17 “Andar”, en Thomas Bernhard, Relatos (M. Saénz [trad.], Madrid, Alianza, 1987, pp. 263-264). Poco antes los paseantes decían que no debemos pensar por qué andamos porque entonces ya no nos sería posible andar. Demasiada reflexión paraliza la acción, nos lleva a la detención y finalmente a la Nada (tema típicamente wittgensteiniano, todo sea dicho). En otro momento llegan a otra conclusión: si pensamos mucho cómo andamos, quizá no nos paremos, pero desde luego “andaremos de una forma muy distinta a la que en realidad andamos y nuestra forma de andar no se podrá juzgar en absoluto, lo mismo que no debemos preguntarnos cómo pensamos, porque entonces, como no se tratará ya de nuestro pensamiento, no podremos ya juzgar cómo pensamos” (ibíd., p. 264). Todo el relato está lleno de argumentos mal planteados pero típicos de algunos filósofos. En el relato también mencionan a Ferdinand Ebner, toda una ironía, porque Bernhard recrea justamente la imposibilidad del pensamiento dialógico.
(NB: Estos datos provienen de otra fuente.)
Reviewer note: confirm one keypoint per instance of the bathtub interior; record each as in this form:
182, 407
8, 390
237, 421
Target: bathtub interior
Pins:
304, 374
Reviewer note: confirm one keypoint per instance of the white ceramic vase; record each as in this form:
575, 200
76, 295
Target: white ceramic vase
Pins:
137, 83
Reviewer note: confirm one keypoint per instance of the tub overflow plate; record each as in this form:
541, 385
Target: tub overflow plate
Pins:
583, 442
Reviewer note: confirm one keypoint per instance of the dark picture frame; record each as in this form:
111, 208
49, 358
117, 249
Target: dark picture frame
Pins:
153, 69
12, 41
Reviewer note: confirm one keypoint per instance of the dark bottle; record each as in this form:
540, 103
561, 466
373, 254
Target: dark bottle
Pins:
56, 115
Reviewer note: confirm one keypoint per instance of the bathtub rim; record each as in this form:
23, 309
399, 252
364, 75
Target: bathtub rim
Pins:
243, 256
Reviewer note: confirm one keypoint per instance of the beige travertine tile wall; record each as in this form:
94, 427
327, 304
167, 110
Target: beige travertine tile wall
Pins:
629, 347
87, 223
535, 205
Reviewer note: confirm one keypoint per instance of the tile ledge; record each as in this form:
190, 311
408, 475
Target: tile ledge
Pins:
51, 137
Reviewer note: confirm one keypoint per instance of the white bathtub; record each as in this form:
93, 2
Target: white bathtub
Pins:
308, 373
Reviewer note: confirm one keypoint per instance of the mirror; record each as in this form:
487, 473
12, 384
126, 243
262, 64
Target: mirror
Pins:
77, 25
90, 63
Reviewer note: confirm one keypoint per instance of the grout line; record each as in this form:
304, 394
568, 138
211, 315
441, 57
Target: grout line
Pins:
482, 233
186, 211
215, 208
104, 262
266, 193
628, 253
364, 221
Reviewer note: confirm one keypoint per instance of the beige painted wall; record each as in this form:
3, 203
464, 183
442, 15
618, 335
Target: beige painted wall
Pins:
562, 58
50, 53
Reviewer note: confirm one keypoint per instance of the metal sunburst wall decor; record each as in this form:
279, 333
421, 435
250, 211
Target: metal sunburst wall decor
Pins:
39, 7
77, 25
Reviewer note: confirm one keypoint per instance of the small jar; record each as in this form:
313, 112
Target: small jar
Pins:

18 Herejes, versión de Juanjo Estrella, Madrid, El Cobre Ediciones, 2007, p. 181. Hay otra versión en la editorial Acantilado, de Stella Mastrangelo, también de 2007, que traduce funny por ‘cómico’ (p. 161).
19 Ibíd., p. 167.
20 Ibíd.
21 Sobre literaturas del caminar, véase la sección dedicada a “Pasear, derivar, delirar”, en El jardín de los delirios. Si este libro hubiera sido más grande habría incluido más material sobre narraciones que tampoco suelen desfilar por las historias más populares del caminar, por ejemplo, Trilogía del vagabundo del noruego Knut Hamsun o Los tres senderos hacia el lago, de la austriaca Ingeborg Bachmann. Otra vez será.